To create an emitter entity attach the emitter components
// see app/particles/main.go
redEmitter := p.EntityManager.NewEntity()
redEmitter.AddComponent(&components.ParticleEmitter{
Color: lib.ColorRed,
Lifetime_min: 10,
Lifetime_max: 100,
Velocity_min: 1,
Velocity_max: 1,
Direction_min: 0,
Direction_max: 90,
})
redEmitter.AddComponent(&components.Transform{X: ... })
see 37193f42f3c4e66f7140bc9ea7614b6e01a35808
We implemented relative positioning of entities this evening. It is basically building a tree of transform components. With each entity only having max one transform and one transform only having one parent you get a scene graph.
To demonstrate relative positioning we decided to build a planet demo. As a bonus each planet as an emitting light attached to it.

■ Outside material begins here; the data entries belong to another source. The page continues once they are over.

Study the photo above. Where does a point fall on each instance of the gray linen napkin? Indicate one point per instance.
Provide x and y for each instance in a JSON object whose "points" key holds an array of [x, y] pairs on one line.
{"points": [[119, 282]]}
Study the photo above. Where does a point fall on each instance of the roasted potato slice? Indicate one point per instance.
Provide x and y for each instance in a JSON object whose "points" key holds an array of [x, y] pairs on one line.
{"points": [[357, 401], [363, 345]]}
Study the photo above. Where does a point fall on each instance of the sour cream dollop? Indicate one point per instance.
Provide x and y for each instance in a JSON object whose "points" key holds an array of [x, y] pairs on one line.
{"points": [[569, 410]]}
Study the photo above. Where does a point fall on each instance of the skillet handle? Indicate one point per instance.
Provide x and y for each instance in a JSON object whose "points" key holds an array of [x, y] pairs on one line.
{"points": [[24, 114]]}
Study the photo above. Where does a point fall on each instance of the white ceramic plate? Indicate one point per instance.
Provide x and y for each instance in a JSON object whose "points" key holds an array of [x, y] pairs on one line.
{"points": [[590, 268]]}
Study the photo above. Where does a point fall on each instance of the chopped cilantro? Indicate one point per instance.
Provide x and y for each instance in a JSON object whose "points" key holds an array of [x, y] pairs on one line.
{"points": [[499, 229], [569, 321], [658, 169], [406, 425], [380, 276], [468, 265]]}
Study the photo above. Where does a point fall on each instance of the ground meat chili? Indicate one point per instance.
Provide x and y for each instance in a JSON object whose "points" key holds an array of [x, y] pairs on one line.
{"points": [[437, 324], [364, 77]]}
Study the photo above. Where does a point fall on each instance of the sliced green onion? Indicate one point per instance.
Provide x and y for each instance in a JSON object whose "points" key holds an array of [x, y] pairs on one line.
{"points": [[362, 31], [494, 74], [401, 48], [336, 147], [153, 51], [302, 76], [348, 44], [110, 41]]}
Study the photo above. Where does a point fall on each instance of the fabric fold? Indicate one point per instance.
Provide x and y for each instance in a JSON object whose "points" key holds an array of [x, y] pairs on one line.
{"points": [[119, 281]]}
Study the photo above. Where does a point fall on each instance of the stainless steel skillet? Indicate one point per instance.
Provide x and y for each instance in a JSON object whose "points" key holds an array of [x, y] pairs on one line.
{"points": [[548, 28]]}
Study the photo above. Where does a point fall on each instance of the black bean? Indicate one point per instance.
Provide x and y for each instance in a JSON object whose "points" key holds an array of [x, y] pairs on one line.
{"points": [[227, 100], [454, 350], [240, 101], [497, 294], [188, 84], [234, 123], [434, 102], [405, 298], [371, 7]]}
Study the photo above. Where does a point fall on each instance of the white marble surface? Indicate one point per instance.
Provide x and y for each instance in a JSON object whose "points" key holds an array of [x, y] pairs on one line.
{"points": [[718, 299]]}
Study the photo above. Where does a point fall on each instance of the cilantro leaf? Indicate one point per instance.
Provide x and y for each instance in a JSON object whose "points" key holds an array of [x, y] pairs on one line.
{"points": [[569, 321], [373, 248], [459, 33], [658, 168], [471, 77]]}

// see app/position/main.go
//...
sun := s.EntityManager.NewEntity()
sunTransform := components.Transform{}
sun.AddComponents(&sunTransform, ... )
earth := s.EntityManager.NewEntity()
earthTransform := components.Transform{OffsetX: 300, OffsetY: 0}
earthTransform.AddParent(&sunTransform)
moon := s.EntityManager.NewEntity()
moonTransform := components.Transform{OffsetX: 150, OffsetY: 150}
moonTransform.AddParent(&earthTransform)
see e1a38829ba41fd49d4c6c1dfdd1aefb79291aea4
The first action has landed. Loading sprites and rendering a list of images.
see 5836834a79dc1b6507f941bedf472cae370f60b2
We finaly have some color dynamics in the game. Basically we draw every lighting source into a texture and then use a shader to merge everything.
package main
var AmbientColor vec4
func Fragment(position vec4, texCoord vec2, color vec4) vec4 {
// ( color of lightingmap + ambient color ) * destination color
return (imageSrc0UnsafeAt(texCoord) + AmbientColor) * (color)
}
In the there are 3 lights in the scene. Pointlights on top of the barrel and the crate. In the right bottom corner there is a circle light which is bigger and more diffuse. To demonstrate the different effects you can achieve with different ambient light colors, we cycle through some color variations ...
see de790ae4dd2528046a20e21b7da82968f84523cd
This month we managed to draw the map, introduced ZIndex to the SpriteRenderSystem and added the first AI behaviour. A Tank rotates in the direction of the player.
see 4ef22abd3572bcd0eacb827181e0e58b160c6699
Finally some action on the screen. The tank is now keyboard controllable and moves across the screen.
see 08892283bc67aabc710d610a02a6155b8704f25a
Today we implemented a basic ECS system placing a tank entity on the world, drawing a sprite and making the tank shake.
The generic ECS part can be found at /lib/ecs/*
and the actual systems and components of tankism at /game/ecs/*
.
Instead of having each game object being responsible for drawing itself and updating the game logic, there are systems that are responsible for the behavior. The data is stored in components. And the entities are a means of grouping components. This separation of concerns allows to decouple systems from other systems and entities from other entities. This is also an example of data-oriented design.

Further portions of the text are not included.